Klassik:Donnerfrei

Immer leuchtet, strahlt und lockt der Diskant: Ein grandioser Münchner Abend von Grigorij Sokolov. Dieser durch und durch uneitle russische Pianist überzeugt seine Hörer mit Bach, Beethoven und Schubert, ohne sie zu verführen.

Von Reinhard J. Brembeck

Der Pianist Grigorij Sokolov hat sich den ausverkauften Münchner Herkulessaal fast völlig verdunkeln lassen.
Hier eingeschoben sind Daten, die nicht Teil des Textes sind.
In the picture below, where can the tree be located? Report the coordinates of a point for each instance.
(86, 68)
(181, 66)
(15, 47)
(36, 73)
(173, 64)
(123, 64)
Vielleicht auch deshalb, weil er seine Hörer bevorzugt in dunkle Klanglandschaften entführen will, und da duldet er eben keine Ablenkung durchs Auge. Für viele Klassikhörer gilt Sokolov derzeit als die Nummer eins, wenn es um Bach, Mozart, Beethoven, Schubert, Chopin, Brahms geht. Diesen Ausnahmestatus hat sich dieser scheue, antivirtuose und völlig showfreie Musiker in den letzten 50 Jahren erarbeitet.

Wer zu Sokolov geht, kommt den genannten Komponisten näher als bei anderen Pianisten. Schlichte Zweistimmigkeit, die für Bach typisch ist und auf dem modernen Klavier immer etwas vereinsamt wirkt, klingt bei Sokolov wie ein voller Orchestersatz. Dabei donnert er nie. Sokolov ist ein Frühromantiker, der nichts mit historischen Überlegungen oder Interpretationsansätzen im Sinn hat. Er ist ein Pianist, der den pathetischen Charakter seines Instruments respektiert, aber immer zwanglos Wege findet, Musik mit dem modernen Klavier zu versöhnen, die nicht dafür komponiert wurde.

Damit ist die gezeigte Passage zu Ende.